What’s more, Texas continues to have one of the highest teen pregnancy rates in the country.

Research funded by the state and confirmed by national studies found Texas kids who were taught abstinence didn’t postpone having sex more than others.

“It’s not that the abstinence-only approach is wrong. What’s wrong is to not fund effective programs,” Susan Tortolero of the UT Health Science Center Houston said.

But if abstinence-only education is not effective, what would be?

A team of scientists at the UT Heath Science Center have developed an animated computer game they hope will help teach kids about sex.

It’s been tested in classrooms at several HISD middle schools.

“It was carefully constructed. We worked with parents and children,” Tortolero said.

The game consists of 12 lessons, each 45 minutes long, that teach kids how to say no, but also how to use contraceptives.

Tortolero said it works. She said it delayed sexual risk-taking in kids by about a third.

This fall, the program will be introduced in 30 HISD middle schools.

“This should be part of every school’s curriculum, because it impacts academic performance,” Tortolero said.

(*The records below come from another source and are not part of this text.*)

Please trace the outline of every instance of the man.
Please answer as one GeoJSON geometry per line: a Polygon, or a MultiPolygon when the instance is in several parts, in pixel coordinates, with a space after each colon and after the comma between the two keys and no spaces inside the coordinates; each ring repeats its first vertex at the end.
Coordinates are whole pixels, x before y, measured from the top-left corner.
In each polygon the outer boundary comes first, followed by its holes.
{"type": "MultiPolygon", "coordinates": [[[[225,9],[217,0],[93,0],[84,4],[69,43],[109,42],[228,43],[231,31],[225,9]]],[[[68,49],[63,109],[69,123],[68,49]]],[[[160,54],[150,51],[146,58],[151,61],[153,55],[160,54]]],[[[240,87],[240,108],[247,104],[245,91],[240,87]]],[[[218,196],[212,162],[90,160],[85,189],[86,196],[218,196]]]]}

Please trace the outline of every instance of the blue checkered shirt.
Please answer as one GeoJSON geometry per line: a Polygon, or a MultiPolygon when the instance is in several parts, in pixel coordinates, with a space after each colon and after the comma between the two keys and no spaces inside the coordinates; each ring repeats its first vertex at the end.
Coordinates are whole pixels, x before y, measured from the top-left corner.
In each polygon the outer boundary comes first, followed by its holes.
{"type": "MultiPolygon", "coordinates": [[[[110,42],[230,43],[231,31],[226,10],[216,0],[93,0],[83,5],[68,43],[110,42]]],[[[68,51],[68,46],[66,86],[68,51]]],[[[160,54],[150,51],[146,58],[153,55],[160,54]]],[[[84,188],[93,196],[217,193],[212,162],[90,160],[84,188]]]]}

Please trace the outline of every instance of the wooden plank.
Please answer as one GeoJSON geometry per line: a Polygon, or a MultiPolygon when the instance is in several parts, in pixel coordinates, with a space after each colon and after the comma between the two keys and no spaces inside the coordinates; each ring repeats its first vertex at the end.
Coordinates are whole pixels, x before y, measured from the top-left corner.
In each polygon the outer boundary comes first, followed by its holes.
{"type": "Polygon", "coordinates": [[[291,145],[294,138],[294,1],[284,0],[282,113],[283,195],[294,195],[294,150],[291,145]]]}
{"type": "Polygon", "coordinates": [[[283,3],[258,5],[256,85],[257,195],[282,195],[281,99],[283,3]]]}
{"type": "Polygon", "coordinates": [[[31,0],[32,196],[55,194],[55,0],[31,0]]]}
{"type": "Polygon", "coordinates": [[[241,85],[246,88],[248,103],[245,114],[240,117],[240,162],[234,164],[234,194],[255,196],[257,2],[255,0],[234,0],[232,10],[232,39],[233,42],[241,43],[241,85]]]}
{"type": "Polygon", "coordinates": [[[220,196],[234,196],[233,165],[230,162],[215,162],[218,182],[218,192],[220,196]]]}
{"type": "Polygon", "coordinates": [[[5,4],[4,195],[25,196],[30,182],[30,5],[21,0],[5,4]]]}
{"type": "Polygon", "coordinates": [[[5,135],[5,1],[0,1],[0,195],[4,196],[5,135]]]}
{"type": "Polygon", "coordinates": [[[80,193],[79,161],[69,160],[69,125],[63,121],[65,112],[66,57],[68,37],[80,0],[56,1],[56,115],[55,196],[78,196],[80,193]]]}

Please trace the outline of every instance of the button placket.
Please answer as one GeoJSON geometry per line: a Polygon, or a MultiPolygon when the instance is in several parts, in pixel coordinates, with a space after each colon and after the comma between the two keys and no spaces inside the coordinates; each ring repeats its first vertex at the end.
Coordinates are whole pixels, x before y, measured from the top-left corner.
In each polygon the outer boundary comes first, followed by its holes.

Dr. Gordon Crofoot, a Houston doctor who specializes in STDs, echoed the thought that teen sex isn’t just a health issue.

He testified in Austin years ago against the state’s abstinence-only approach.

“It was a wrong decision then, and now we’re paying for it in dollars,” Dr. Crofoot said.

He figures caring for pregnant or infected teens costs the state’s health care system hundreds of millions of dollars a year.

He said that’s just one more reason Texas must find a better way to teach kids about sex.